True, flashbulbs will pop in the arrivals’ hall at Dublin Airport this evening and there must, in time, be the obligatory Late Late Show appearance. But, soon after, the message from mainstream media will again be that, well, boxing exists out on the margins of national interest.
In other words, until the next Olympics, we have more pressing places to be.
In the meantime, it will remain a sport making more headlines for the death of the professional game here because of a gang feud and for amateur boxing’s morbid administrative disorders than it will for the kind of communities that care for and nurture exemplary young women like Broadhurst and O’Rourke.
Boxing is full of good people. It is full of small halls keeping kids out of harm’s way, full of intimate stories resonating with feelings of place and belonging and a communal will to make young lives better.
You got a sense of that inherent decency listening to, first, Tony Broadhurst and then his daughter on Morning Ireland yesterday, the innate humility borne of relentless hard work and sacrifice.
But it is also betrayed by so many in power, also disfigured by the politics of entrenched self-interest. Bernard Dunne was one of the key people in transitioning Broadhurst and O’Rourke to the level delivering Thursday’s gold-rush in Istanbul, having brought both to Japan for Ireland’s pre-Olympic training camp last summer.
Yet, Dunne – like Gary Keegan and Billy Walsh before him – has been forced out of the sport here by some of the very people you will see smiling alongside our new world champions this coming week.
The need for Irish boxing to undergo profound structural reconstruction is not diminished one iota by this story. On the contrary, it should gather extra force and pungency in its reminder of the sport’s capacity to lose good people overboard.
Sport Ireland continues to whistle bullets over the heads of those running the Irish Athletic Boxing Association, but that noise has – long since – acquired the air of someone just passing time with an AK47 shooting tin cans.
It may seem an academic point, but – ultimately – it is the boxers who will suffer from any withdrawal of funding to the sport. And it isn’t in the small halls and gyms and makeshift rings where dysfunction reigns today.
It endures in the parallel world of administration.
In the meantime, both Amy and Lisa have decisions to make now.
Neither has been boxing in an Olympic weight category so any thoughts of Paris 2024 must come franked with plans to move up or down.

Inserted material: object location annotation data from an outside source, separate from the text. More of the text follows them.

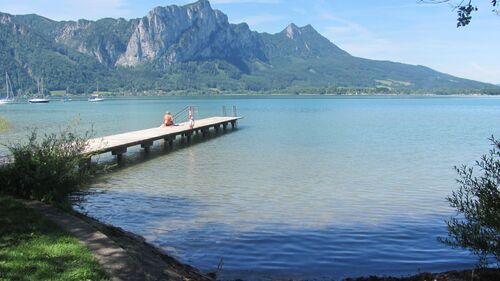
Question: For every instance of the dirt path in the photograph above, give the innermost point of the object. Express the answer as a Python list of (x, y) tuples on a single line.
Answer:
[(123, 255)]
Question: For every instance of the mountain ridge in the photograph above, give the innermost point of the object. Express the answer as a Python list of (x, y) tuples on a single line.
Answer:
[(193, 47)]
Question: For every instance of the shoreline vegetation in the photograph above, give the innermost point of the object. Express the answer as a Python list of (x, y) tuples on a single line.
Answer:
[(151, 260), (48, 169), (299, 91), (34, 248)]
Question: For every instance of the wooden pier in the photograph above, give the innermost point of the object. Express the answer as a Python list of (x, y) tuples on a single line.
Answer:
[(118, 144)]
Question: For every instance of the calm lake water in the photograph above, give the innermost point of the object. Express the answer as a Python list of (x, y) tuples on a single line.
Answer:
[(305, 188)]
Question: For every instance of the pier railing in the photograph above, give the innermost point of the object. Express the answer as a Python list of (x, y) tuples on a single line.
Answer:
[(183, 114)]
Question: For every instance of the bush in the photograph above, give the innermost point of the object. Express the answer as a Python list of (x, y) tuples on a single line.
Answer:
[(46, 169), (476, 225)]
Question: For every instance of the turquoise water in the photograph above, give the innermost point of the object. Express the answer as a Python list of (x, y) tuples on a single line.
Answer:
[(305, 188)]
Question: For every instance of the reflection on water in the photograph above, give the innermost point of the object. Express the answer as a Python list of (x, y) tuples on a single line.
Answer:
[(306, 188)]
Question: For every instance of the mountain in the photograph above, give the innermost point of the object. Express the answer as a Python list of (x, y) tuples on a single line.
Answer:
[(193, 47)]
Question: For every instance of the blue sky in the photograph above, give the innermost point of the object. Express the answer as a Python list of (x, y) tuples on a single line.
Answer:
[(396, 30)]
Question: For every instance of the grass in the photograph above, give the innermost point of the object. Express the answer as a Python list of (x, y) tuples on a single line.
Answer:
[(4, 124), (33, 248)]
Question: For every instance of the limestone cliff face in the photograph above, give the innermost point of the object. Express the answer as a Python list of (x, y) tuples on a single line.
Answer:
[(104, 39), (192, 32)]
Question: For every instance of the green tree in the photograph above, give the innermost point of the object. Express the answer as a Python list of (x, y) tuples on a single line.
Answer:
[(476, 225), (47, 168), (464, 9)]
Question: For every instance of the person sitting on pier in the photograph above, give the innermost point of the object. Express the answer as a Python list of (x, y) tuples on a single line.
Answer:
[(168, 120)]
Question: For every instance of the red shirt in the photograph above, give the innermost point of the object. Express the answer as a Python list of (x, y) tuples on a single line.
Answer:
[(168, 120)]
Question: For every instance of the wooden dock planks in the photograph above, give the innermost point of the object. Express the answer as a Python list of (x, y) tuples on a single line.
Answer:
[(118, 144)]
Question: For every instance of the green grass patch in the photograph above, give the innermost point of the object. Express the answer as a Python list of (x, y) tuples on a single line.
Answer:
[(4, 124), (34, 248)]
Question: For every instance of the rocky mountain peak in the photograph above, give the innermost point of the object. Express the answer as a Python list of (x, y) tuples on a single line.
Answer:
[(179, 33), (292, 31)]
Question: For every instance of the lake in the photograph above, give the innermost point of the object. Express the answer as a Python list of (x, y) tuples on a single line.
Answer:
[(305, 188)]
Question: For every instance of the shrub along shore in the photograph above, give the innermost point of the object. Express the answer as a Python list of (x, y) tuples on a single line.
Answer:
[(34, 248)]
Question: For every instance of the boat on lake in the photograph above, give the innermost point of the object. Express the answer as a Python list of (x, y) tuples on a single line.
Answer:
[(95, 98), (41, 99), (9, 92)]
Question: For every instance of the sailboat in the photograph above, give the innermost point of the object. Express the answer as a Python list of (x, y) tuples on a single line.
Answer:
[(10, 92), (95, 97), (42, 99)]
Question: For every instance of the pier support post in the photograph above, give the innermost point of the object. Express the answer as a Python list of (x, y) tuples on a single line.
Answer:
[(147, 146), (169, 140), (119, 152), (85, 163), (188, 135)]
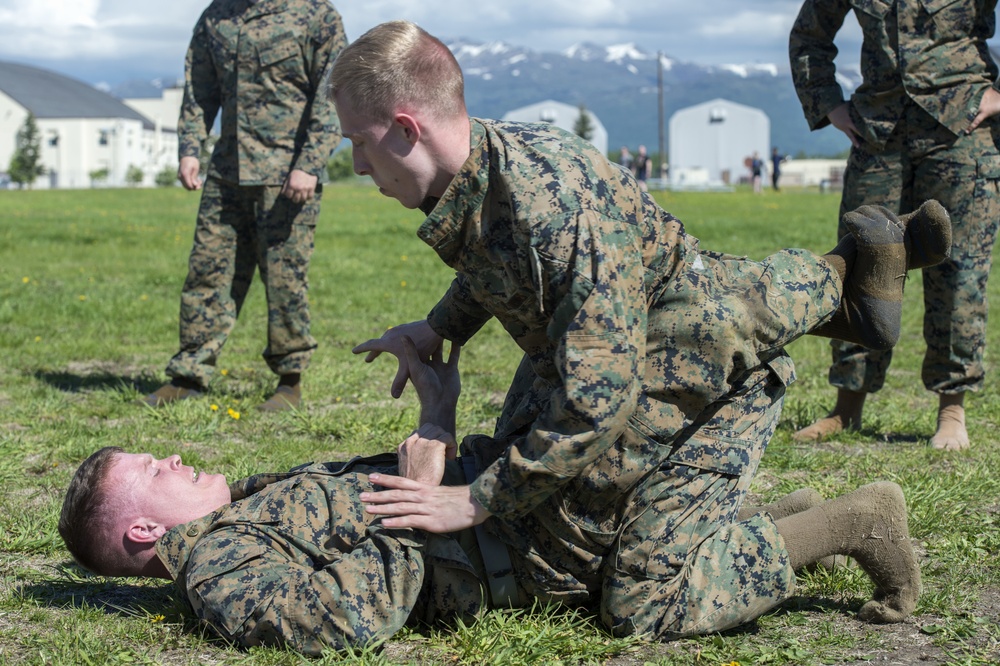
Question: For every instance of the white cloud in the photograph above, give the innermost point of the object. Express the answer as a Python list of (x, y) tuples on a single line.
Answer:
[(152, 35)]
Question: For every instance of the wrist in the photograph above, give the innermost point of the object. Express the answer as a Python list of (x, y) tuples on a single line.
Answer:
[(441, 416)]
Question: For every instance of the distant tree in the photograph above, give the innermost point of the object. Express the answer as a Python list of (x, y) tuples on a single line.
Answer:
[(583, 128), (134, 175), (25, 163), (341, 165), (167, 177), (98, 176)]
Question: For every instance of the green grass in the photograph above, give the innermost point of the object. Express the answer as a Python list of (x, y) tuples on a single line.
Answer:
[(88, 318)]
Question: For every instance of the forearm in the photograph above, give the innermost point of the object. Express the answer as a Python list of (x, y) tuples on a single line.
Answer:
[(201, 101), (323, 126), (811, 55)]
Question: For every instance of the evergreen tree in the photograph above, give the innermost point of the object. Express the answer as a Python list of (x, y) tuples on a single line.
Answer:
[(583, 128), (25, 163)]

Broadhurst, a natural lightweight, currently boxes at light-welter, a pragmatic choice given that reigning Olympic champion, Kellie Harrington, is now dominant at her preferred weight, just as 2012 champion, Katie Taylor, was before her.
With, potentially, no boxing at all in Los Angeles 2028, what does Amy do?
The lure of the professional game has, probably, never been greater given Taylor’s recent epic against Amanda Serrano at Madison Square Garden, a fight for which she flew southpaw, Broadhurst, to her base in Connecticut for sparring.
Possibilities for female professional boxers have seldom looked more compelling, given Taylor and Serrano both walked away from that fight with seven-figure purses.
But the successes of Broadhurst and O’Rourke this week remind us too of how Irish boxing still benefits from the matchless wisdom of coach Zaur Antia – the one, enduring survivor in that High Performance unit since its establishment in 2003.
Those who work with him describe the Georgian as a genius, yet the stories he could tell of working in the shadow of relentless crisis.
Istanbul reminded us this week that boxing remains a sport we still do better than most.
But Broadhurst and O’Rourke will soon know too that the celebrity of this moment is fleeting, the interest of the nation transient. They are a credit to their families and communities and good luck to them.
But keep a wary eye on those grasping Kodak moments by their shoulders.